Jaseng is a network of hospitals in South Korea known for its noninvasive treatments, particularly of joint and spinal disorders. It marries holistic healing techniques, such as acupuncture and “cupping,” with modern science and technology to provide quality patient care. It has multiple facilities stateside in Southern California.

Plans for students to visit Seoul are tentatively scheduled for June 2020, depending on the ability to raise funds for the trip.

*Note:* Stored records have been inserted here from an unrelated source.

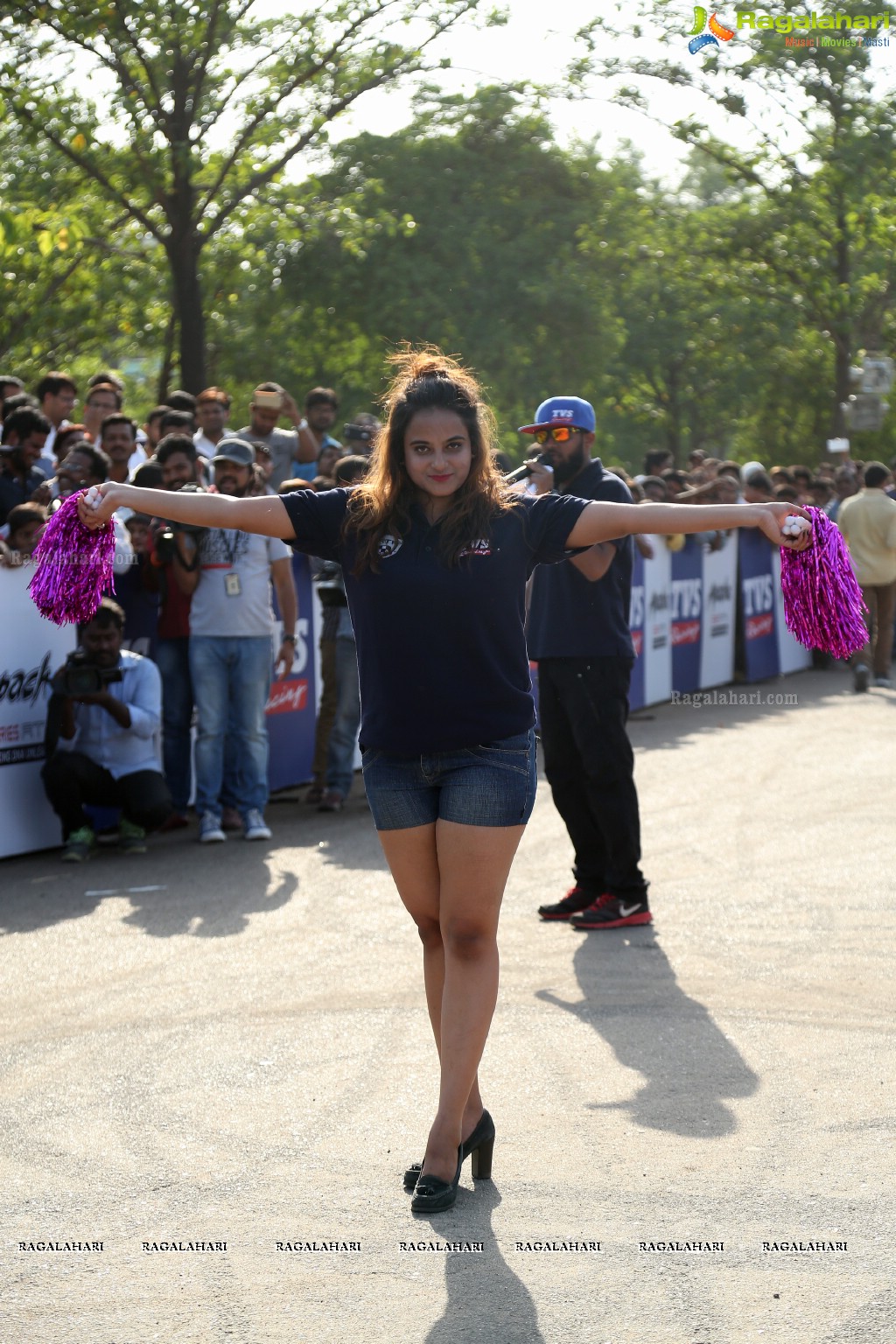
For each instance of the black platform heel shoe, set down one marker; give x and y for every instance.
(433, 1195)
(481, 1138)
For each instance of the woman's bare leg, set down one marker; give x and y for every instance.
(472, 864)
(413, 862)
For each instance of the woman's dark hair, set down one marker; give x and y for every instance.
(381, 506)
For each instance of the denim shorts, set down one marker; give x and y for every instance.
(488, 785)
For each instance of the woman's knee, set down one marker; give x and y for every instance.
(468, 938)
(429, 932)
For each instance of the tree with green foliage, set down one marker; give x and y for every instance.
(199, 109)
(459, 230)
(813, 143)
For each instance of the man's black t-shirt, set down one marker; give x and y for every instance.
(574, 617)
(441, 652)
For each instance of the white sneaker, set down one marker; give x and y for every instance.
(256, 828)
(210, 830)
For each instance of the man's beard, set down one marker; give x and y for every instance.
(564, 471)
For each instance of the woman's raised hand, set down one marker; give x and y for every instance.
(97, 504)
(771, 522)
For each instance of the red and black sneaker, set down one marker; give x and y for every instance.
(612, 913)
(574, 900)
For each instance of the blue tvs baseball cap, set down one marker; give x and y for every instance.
(562, 410)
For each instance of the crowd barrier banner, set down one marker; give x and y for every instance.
(719, 606)
(682, 619)
(140, 608)
(32, 651)
(291, 704)
(770, 649)
(652, 604)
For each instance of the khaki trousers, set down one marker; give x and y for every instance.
(878, 652)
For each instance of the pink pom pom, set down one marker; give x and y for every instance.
(74, 566)
(822, 601)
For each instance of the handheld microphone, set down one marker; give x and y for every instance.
(543, 458)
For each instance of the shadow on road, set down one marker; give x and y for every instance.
(633, 1000)
(175, 889)
(485, 1298)
(662, 726)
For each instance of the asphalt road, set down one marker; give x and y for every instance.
(230, 1046)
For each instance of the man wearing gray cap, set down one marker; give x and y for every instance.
(230, 651)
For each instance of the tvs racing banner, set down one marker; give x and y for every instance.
(30, 652)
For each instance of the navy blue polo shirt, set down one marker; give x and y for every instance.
(441, 652)
(572, 617)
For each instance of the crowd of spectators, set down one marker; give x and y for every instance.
(164, 613)
(211, 659)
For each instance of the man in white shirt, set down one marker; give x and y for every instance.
(109, 741)
(213, 409)
(230, 651)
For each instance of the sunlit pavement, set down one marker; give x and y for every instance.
(228, 1045)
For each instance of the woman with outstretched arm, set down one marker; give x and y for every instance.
(437, 551)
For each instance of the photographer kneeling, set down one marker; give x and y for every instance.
(107, 712)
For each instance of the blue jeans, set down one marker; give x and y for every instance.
(343, 739)
(172, 659)
(231, 679)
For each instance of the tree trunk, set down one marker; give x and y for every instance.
(183, 258)
(843, 323)
(167, 359)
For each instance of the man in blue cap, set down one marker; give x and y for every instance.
(578, 632)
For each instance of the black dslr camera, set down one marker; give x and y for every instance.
(164, 543)
(331, 584)
(80, 676)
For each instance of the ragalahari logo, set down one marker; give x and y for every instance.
(700, 39)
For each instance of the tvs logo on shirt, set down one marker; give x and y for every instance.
(388, 546)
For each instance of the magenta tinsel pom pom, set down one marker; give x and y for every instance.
(822, 601)
(74, 566)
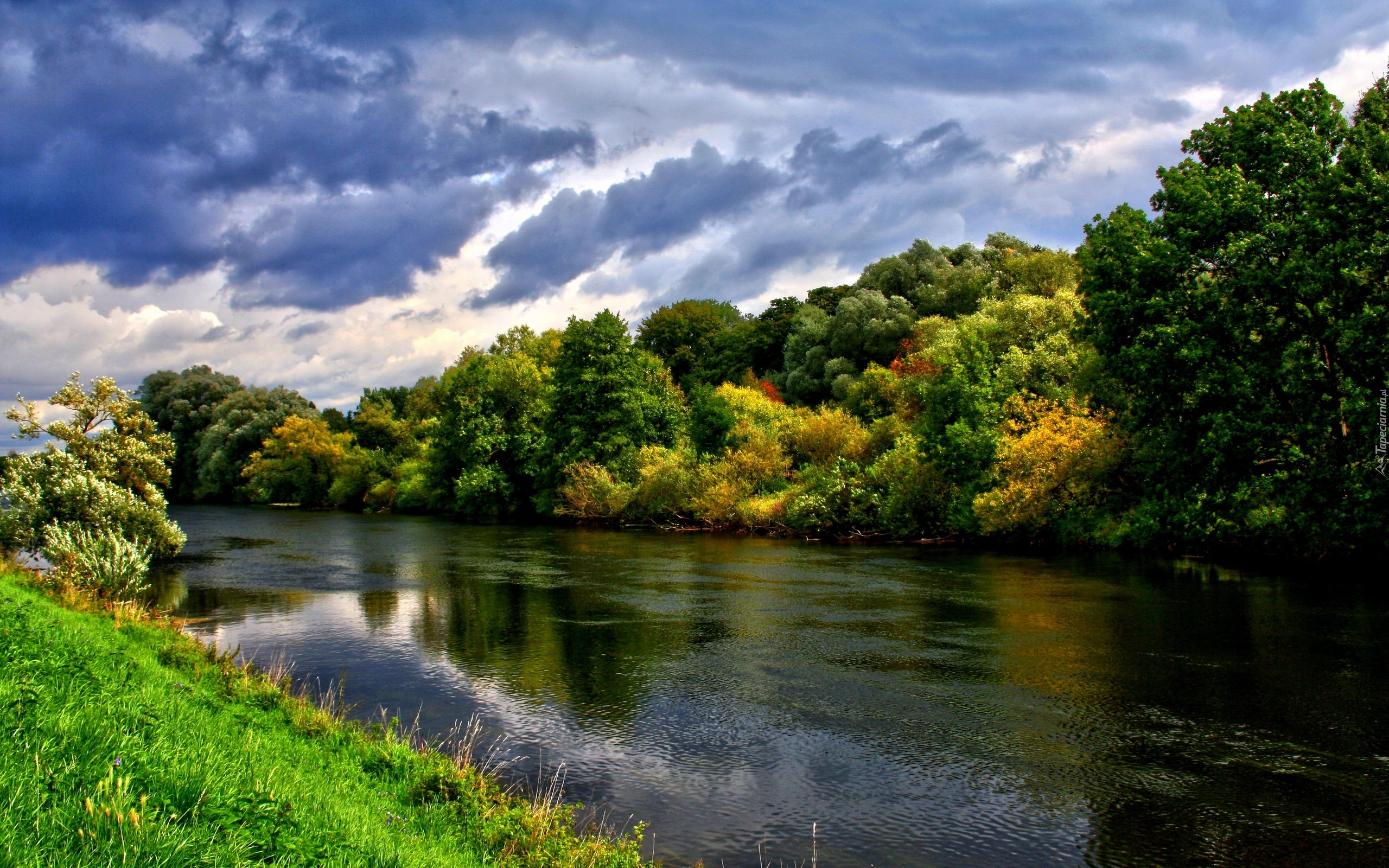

“We want our students to look at more than just conventional approaches,” Kim said in the release. “This opportunity presents our students with another tool in their medical bag, with a broader depth of experience that they will translate into a more compassionate approach to serving the underserved.”

Partnering with the hospital will also provide for the two institutions to learn from each other. ARCOM faculty will present lectures on research project and medical techniques while in Seoul, and doctors from Jaseng will come to Fort Smith to share their work.

“I wish I could really tell you what it means to this city,” Mayor George McGill said at ACHE’s five-year celebration in April. “It’s incredible, and it’s the one thing I talk about very often — the impact this medical school and all its bold vision has meant to Fort Smith and all of the River Valley. We’re very blessed to have you here.”